対決!源氏物語ヤロウ②
なんだかよく分からない内に、源氏物語ヤロウの人生相談が始まりそうな気配だ。
俺はただ、結婚しているかの確認で、指輪を見ただけなのに。
でも。
語り始めた源氏物語ヤロウは、聞いている俺まで苦しくなってくるほど辛そうな顔をしていて。
あーそうですか。じゃ、俺はこれで。
と、置いて帰る気には、とてもなれない。
我ながら人が良すぎるな、とは思ったものの、俺は黙ったまま、源氏物語ヤロウに話の続きを促した。
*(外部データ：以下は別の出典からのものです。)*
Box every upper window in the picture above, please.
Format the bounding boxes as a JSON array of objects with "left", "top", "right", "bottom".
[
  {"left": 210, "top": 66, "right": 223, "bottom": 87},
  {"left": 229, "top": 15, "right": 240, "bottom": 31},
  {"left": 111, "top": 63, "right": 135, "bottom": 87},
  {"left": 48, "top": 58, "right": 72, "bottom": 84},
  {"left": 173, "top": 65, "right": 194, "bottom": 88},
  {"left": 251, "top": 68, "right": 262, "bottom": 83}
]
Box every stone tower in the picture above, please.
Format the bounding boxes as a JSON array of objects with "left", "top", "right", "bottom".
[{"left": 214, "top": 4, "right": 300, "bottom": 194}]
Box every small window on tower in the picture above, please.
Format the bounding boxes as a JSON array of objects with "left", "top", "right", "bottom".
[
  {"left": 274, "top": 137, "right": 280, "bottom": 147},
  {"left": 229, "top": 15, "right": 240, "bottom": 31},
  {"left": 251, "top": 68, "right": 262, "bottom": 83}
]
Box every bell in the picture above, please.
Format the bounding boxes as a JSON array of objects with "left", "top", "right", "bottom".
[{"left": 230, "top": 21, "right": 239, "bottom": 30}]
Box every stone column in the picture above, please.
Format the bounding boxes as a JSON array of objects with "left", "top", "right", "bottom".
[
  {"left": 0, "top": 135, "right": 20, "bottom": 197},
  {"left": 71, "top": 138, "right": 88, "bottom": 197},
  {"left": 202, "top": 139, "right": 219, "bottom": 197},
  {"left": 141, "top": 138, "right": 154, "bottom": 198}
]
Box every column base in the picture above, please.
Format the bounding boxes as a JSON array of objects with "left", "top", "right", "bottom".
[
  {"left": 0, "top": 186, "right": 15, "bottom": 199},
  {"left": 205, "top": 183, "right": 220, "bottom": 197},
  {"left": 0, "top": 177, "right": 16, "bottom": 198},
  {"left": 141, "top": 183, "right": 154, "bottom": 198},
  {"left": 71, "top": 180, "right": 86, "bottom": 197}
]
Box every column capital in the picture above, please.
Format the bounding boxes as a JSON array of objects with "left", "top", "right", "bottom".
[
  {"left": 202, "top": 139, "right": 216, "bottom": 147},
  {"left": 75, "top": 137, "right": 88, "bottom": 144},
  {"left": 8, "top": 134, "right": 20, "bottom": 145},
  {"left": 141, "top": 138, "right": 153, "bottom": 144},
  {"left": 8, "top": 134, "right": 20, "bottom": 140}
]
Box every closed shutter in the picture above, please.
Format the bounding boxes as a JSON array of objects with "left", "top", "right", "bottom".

「俺はね、思春期の頃からずっと、複数の女の子との付き合いを、同時進行していたんだ。」
でたっ!
いきなりの、爆弾発言っ!
多分、顔に出てしまっていたのだろう。
源氏物語ヤロウは、苦笑を浮かべて俺を見た。
「まぁ、そうなんだよね、それが普通の反応なんだろうな。でも、誤解しないで欲しいんだけど、俺には『浮気』っていう概念は無かったんだ、全く。もちろん、『遊び』でもない。彼女はみんな大事な人達だったし、みんな大好きだった。おまけに、回りのみんなも同じだと思ってた。それが普通だと思っていたんだ、俺は。」
「でも、昔はともかく、今の日本は一夫一婦制じゃないですか。だったら・・・・」
思わず口を挟んでしまったが、源氏物語ヤロウは、真面目な顔で頷いて、話を続ける。
「そう。だから、みんな結婚したら自然とそうなるもんだと思った。落ち着いてくるものだって。たまに、落ち着かなくて浮気する人が、世間的に叩かれてるだけだって。結婚する前の俺はね、彼女と一緒にいる間は、その彼女にいつでも全力で本気だったし、だから、俺と一緒にいる間だけは、彼女にも俺の事だけを見て、俺の事だけを考えていて欲しいって、言ってたんだ。でも、それは束縛とは違う。俺といない間は、誰といようが何をしようが、彼女の自由だ。彼女達にも、他の恋愛を楽しんで欲しかったし、そうするべきだと思ったし、それが普通だと思ってた。だって、結婚してしまったら、それはできなくなってしまうことだから。」
「はぁ・・・・。」
小夏から聞いた話と同じことを、源氏物語ヤロウは話していた。
そして、俺の予想通り、付き合っていた女全員に、本気だったと言う。
小夏には笑われたが、やはりコイツは、光源氏の生まれ変わりじゃなかろうか。
そんなことを考えていた俺に、源氏物語ヤロウは、ポツリと言った。
「『ポリアモリー』って、聞いたことあるかい?」
「・・・・いえ。」
「複数人と、合意の上で関係を持つ恋愛スタイルのことなんだ。俺はどうやら、『ポリアモリスト』だったみたいなんだ、昔から、ずっと。」
ぽりあもりー?
ぽりあもりすと?
どちらも初めて聞く言葉だ。
複数人と、合意の上で。
それならば・・・・何の問題も無いんじゃなかろうか。
本当に、『合意』の上であるならば。
「俺もね、言葉自体を知ったのは最近なんだ。でも、そんなこと知らなくたって、俺の彼女達もみんな、俺と同じだと思っていたのに。実際は、違った。別れた妻は、本当はずっと自分だけを見てほしかったと言っていた。他の子達も、別れ際に同じような事を言っていたよ。小夏以外は。」
源氏物語ヤロウは、真っ直ぐに俺を見ていた。